Nell’Introduzione di Madame Bovary edita da Feltrinelli, scritta da Roberto Speziale-Bagliacca (docente di psichiatria alla Facoltà di Medicina di Genova) viene ribadita l’importanza di portare alla luce, una attenta analisi sulla figura di Charles Bovary marito di Emma, che è sempre stata al centro dell’interesse dei lettori e dei critici. Non è un caso, infatti se lo stesso Flaubert apre il suo romanzo dedicandogli ben cinque capitoli, prima di introdurre, in quello successivo, Emma. Secondo l’analisi di Speziale-Bagliacca, per comprendere a pieno l’essenza di questo personaggio è opportuno cessare di vedere Charles Bovary, come una vittima passiva e ignara. L’uomo è la piena raffigurazione del masochista.
I masochisti sono individui che non hanno mai avuto uno spazio nel quale esprimere la loro furia, e sono stati costretti a reprimerla. Questa rabbia continua a ribollire a livello inconscio, spingendo coloro i quali ne sono affetti a nutrire sentimenti di distruzione e demolizione specie nei confronti delle persone che amano.
Per questo, a dominarli è un impulso di stampo sadico, esito di un meccanismo di difesa.
Charles nutre nei riguardi di Emma, sua moglie, un sentimento dominato dall’odio e dall’amore.
A livello inconscio è lui a tenere in pugno la giovane donna, nella quale crescono i sensi di colpa, per le bugie e i tradimenti che sta infliggendo al marito, “quel poveraccio che l’amava tanto”.
Flaubert in più occasioni lascia intuire che l’uomo sia a conoscenza dell’atteggiamento adulterino della moglie, e tenda a trafiggerla, gettandola in preda ai rimorsi.

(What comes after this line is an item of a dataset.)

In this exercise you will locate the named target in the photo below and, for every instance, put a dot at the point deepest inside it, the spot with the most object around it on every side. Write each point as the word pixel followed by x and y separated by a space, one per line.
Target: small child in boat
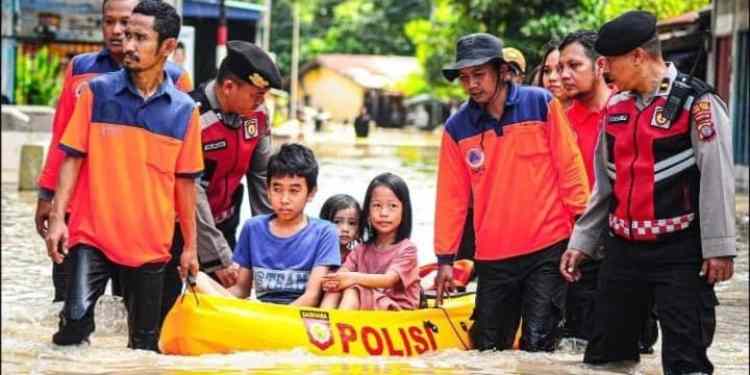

Esempio vivido di questa tesi viene espresso quando Charles dice a Emma: “Non vedremo molto presto il signor Rodolphe (l’amante), a quanto pare”. E ancora, quando lo stesso Rodolphe rifiuta la fuga amorosa con la donna e passa con il suo tilbury blu sulla piazza. Emma alla vista di quel carro grida e cade a terra.
Non appena rinviene, Charles le dice:” Parla! Parla! dicci qualcosa! Mi riconosci? Guarda, ecco la tua bambina: prendila tra le braccia!”. Con queste parole vorrebbe quasi ricordare alla moglie, chi è davvero la sua famiglia, quali sono le sole persone che dovrebbe amare.
Ora, sulla scia di questi brevissimi e semplicistici passi presi in rassegna, si osserverà come l’uomo nel corso dell’intero romanzo spingerebbe Emma tra le braccia degli amanti. Ciò, denota un rapporto di natura sadomasochista anche se inconscio. Punto nodale, sul quale Flaubert vuole giocare per mettere in luce come entrambi siano vittima e carnefice allo stesso tempo. Rammarico di Charles ci sarà proprio nel momento della morte di Emma, che si è avvelenata a causa dei numerosi debiti che ha contratto.
Egli guarda per l’ultima volta sua moglie, con gli occhi pieni di tenerezza, dicendole di non piangere, perché presto smetterà di tormentarla.
Insomma, la grandezza di questo romanzo risiede nelle numerose sfaccettature di cui, ogni singolo personaggio può arricchirsi nel corso dei secoli incontrando ulteriori analisi e riflessioni.
Un rapporto tanto intricato e complesso da gettare sul lettore molti punti di domanda. Una cosa però è certa, come diceva Auerbach: “Nessuno mai vorrà definire Madame Bovary un romanzo d’amore”.